# V60 end



## Earlepap (Jan 8, 2012)

Today when I made a single cup with a V60 (15g of coffee, current IMM beans roasted 30th March), what was left at the end was a little bit of grinds up the side, but most in a flat bed at the bottom, rather then then the nice even cone.

What is it that causes this? Too coarse/fine grind, poor pour (not the fruit)?

P.S

It still tasted good mind. Very enjoyable; a refreshing change from the glut of South American coffees of late. Deep and dark, I definitely got the aniseed mentioned on the packet.


----------



## garydyke1 (Mar 9, 2011)

I aim for a flat bed with the V60 TBH. I dont like a high-and-dry slurry


----------



## jimbow (Oct 13, 2011)

What you describe is actually fairly normal. The flat bed after the final draw down indicates an even extraction (although Scott Rao would suggest it should be slightly dome shaped i.e. higher in the middle and lower towards the edges).

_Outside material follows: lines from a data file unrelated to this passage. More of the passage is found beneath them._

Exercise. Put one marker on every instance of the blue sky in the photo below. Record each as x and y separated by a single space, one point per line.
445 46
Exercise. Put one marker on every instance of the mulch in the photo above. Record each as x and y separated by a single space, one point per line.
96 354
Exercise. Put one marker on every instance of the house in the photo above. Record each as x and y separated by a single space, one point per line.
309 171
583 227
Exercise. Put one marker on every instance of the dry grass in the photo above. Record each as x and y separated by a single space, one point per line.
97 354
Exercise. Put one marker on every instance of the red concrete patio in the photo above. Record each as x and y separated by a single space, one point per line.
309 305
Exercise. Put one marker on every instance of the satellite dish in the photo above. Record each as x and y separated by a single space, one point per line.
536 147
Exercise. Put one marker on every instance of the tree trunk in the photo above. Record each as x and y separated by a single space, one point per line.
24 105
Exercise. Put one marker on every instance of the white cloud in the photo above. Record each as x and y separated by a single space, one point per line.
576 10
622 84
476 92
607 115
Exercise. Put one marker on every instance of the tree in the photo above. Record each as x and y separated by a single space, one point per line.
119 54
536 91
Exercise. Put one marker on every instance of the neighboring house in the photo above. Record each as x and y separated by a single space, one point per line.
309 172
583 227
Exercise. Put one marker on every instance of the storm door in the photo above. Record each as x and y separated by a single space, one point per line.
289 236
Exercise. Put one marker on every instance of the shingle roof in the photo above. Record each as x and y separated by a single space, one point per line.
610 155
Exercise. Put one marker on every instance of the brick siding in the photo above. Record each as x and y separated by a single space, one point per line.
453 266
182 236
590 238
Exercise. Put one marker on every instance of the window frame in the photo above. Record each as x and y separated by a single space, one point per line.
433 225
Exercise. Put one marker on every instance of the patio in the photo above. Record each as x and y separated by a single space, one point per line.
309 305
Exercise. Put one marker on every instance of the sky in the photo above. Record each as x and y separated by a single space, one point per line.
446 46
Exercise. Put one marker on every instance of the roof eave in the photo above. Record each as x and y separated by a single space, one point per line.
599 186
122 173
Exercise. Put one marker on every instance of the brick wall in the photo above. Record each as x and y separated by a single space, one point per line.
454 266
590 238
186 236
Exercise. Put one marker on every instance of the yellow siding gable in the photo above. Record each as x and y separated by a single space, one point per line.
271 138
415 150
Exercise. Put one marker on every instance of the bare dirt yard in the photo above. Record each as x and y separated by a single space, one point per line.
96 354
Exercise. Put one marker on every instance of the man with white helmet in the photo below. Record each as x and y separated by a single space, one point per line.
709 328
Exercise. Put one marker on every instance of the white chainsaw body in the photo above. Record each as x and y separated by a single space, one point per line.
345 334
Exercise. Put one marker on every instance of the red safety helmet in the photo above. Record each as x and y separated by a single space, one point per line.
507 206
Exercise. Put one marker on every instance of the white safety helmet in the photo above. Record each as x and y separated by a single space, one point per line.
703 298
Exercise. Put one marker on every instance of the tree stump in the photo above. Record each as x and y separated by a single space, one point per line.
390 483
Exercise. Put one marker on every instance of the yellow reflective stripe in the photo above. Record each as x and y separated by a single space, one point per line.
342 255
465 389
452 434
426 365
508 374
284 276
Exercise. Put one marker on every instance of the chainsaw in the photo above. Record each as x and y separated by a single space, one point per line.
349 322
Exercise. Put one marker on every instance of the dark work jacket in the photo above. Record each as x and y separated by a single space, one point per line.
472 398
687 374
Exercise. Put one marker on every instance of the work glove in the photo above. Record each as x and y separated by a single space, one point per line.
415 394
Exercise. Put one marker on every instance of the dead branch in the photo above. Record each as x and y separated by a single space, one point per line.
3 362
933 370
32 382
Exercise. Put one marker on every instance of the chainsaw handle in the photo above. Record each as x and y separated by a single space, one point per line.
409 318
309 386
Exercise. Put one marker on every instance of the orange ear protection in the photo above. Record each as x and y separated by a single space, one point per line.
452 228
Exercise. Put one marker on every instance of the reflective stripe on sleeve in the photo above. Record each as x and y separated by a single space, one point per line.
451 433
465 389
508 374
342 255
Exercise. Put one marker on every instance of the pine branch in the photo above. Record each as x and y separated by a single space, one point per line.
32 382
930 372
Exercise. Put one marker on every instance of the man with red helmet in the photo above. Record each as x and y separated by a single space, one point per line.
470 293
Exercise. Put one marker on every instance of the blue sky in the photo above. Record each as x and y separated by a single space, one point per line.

You may find a thin layer of ground coffee that is higher against the filter wall which is either from where you avoided the very edge of the coffee bed/filter during the pour or could be high and dry grounds where the level of the slurry was allowed to rise above the level of the ground coffee bed.


----------



## MikeHag (Mar 13, 2011)

It is a result of two possible things, one bad, one good. Bad = pouring too close to the sides. Good = not filling the filter up with a glut of water too quickly.


----------



## Earlepap (Jan 8, 2012)

Thanks all. I'll load up a picture tomorrow, see if you think there's any obvious problems. I keep the pour pretty much central the entire time - there's not a lot of wiggle room in the 1 cuppers anyway. I'm pouring as steadily as possible with a small steamy jug. Tasted good anyway like I said so not too concerned, but as always just wondering i it could be better.


----------



## garydyke1 (Mar 9, 2011)

Anyone tried the Matt Perger method






Gave this a go today, dusted off the old v60-01, using Karatina, setting 10 on the Maestro. Finished up on 2 min 25 so pretty much correct grind setting. I didnt achieve the Rao spin. This method isnt as fussy or time consuming as my normal approach.

Result wasnt as aromatic as I usually get with coarser longer contact time, and not as much sweetness or clarity, but it was round, smooth & drinkable. There was some bitterness as it cooled, possibly the level of fines from the Maestro the cause, I suspect Matt uses a Tanzania level of grinder for the video.


----------